Seine Augen hinter den Linsen kamen näher heran. «Mein Name ist Krompecher,
Rechtsanwalt Doktor Krompecher.»
    «Klein», sagte ich und ärgerte mich,
daß ich so einem Namen nichts Besseres entgegenzusetzen hatte. Nie was gehört
von einem Krompecher. Seine Stimme klang nach Kanzlei und Gericht. Ich
überlegte blitzschnell, ob ich etwas ausgefressen hatte in letzter Zeit.
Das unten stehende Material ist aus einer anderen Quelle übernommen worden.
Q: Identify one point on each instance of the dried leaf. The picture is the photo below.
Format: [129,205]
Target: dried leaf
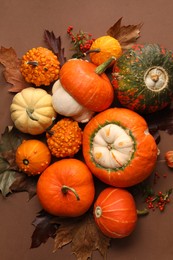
[7,177]
[54,44]
[12,74]
[26,183]
[126,35]
[44,228]
[83,235]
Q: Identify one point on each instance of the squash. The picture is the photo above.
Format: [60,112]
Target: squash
[32,111]
[66,105]
[115,212]
[103,48]
[66,188]
[87,84]
[118,148]
[40,66]
[64,139]
[33,157]
[143,78]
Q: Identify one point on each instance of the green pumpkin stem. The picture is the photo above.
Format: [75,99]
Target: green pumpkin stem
[29,112]
[65,189]
[102,67]
[142,212]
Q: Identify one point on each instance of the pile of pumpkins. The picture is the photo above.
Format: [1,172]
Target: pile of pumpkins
[116,144]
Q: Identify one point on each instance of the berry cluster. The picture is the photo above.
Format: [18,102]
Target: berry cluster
[158,201]
[81,41]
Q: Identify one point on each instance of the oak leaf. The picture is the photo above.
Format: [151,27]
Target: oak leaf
[126,35]
[12,74]
[83,235]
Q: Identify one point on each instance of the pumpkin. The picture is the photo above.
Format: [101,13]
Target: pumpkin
[64,139]
[32,111]
[66,188]
[87,84]
[115,212]
[66,105]
[104,48]
[143,78]
[118,148]
[40,66]
[32,157]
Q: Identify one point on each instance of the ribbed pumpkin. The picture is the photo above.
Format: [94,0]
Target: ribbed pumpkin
[87,84]
[64,139]
[40,66]
[106,47]
[143,78]
[66,188]
[118,148]
[33,157]
[115,212]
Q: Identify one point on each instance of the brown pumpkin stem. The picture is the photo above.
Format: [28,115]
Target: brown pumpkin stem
[102,67]
[90,51]
[142,212]
[33,63]
[65,189]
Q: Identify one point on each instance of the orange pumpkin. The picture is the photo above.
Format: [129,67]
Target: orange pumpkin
[115,212]
[118,148]
[33,157]
[66,188]
[108,47]
[86,83]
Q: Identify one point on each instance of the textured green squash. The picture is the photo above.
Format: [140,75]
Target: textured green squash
[143,78]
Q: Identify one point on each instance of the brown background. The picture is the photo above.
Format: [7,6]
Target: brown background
[22,24]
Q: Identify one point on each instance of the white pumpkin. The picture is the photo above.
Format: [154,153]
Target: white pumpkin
[64,104]
[32,111]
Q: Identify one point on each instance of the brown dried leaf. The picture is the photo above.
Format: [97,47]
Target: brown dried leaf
[126,35]
[84,237]
[12,74]
[26,183]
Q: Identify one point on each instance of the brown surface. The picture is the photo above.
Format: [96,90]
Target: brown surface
[22,24]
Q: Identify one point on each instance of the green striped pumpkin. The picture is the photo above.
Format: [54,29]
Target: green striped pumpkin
[143,78]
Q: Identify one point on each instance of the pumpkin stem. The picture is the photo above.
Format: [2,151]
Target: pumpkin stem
[29,112]
[90,51]
[65,189]
[142,212]
[33,63]
[102,67]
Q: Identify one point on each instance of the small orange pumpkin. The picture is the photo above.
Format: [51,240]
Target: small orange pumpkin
[108,46]
[66,188]
[118,148]
[33,157]
[115,212]
[40,66]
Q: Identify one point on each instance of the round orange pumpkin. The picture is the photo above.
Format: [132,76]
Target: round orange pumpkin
[108,46]
[118,148]
[33,157]
[66,188]
[87,84]
[115,212]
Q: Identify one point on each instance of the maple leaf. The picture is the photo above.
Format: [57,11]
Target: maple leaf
[12,74]
[83,235]
[44,228]
[126,35]
[55,44]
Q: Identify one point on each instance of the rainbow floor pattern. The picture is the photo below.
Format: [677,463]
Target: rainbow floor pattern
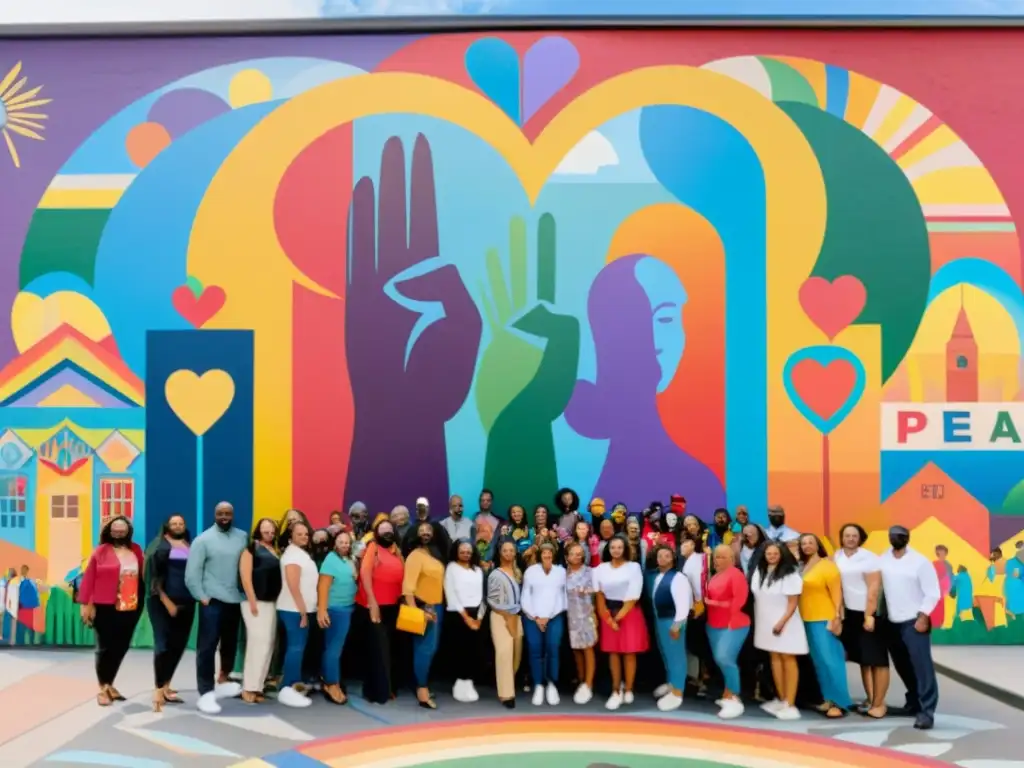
[571,741]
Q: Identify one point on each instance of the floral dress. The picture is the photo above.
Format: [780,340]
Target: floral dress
[583,620]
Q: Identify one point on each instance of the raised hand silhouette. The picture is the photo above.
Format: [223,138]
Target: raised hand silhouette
[413,334]
[521,389]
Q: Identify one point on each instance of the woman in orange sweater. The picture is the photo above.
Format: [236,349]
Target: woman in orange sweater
[112,601]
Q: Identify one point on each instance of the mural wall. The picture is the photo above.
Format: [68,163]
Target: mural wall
[749,267]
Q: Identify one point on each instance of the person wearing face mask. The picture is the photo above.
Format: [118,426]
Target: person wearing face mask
[423,587]
[911,592]
[778,530]
[112,601]
[170,606]
[381,576]
[212,578]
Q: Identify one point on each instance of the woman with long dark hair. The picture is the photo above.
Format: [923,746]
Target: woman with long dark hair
[171,606]
[259,571]
[778,629]
[112,601]
[619,584]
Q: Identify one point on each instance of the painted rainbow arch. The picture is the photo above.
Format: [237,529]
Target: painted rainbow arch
[569,740]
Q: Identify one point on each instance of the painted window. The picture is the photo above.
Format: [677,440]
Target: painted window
[117,497]
[64,507]
[12,501]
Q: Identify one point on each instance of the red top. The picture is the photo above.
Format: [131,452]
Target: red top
[102,576]
[728,587]
[386,569]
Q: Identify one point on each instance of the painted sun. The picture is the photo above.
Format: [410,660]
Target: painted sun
[18,111]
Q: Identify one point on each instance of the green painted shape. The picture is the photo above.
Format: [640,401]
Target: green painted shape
[62,241]
[876,228]
[579,760]
[787,84]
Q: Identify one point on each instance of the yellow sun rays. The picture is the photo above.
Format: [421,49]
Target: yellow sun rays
[14,121]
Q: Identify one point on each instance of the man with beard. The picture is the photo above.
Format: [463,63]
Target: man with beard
[777,529]
[212,578]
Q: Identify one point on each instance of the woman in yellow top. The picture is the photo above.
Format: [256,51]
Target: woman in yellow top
[821,609]
[423,587]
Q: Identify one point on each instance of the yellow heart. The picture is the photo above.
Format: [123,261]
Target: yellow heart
[200,400]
    «Ich bedaure, daß ich Sie jetzt noch
störe, Herr Doktor. Ich hätte Sie gern kurz gesprochen— das Anliegen läßt sich
telefonisch schlecht erledigen.»
    Ich bedauerte es auch. Aber jetzt war
er einmal da. Warum hatte er sich nicht angemeldet, zum Teufel? Wollte er mir
keine Zeit zum Sammeln lassen?
    «Ich bitte sehr», sagte ich, als könnte
mir gar nichts Erwünschteres passieren. «Treten Sie ein, Herr Rechtsanwalt.»

    Er tat es. Ich half ihm, den Raglan
auszuziehen, und sah am Schild über der Innentasche, daß er tatsächlich aus dem
ersten Haus am Platze war. Der Anwalt hängte den Homburg darüber, und ich
komplimentierte ihn zum Sprechzimmer hinein und auf den Patientenstuhl.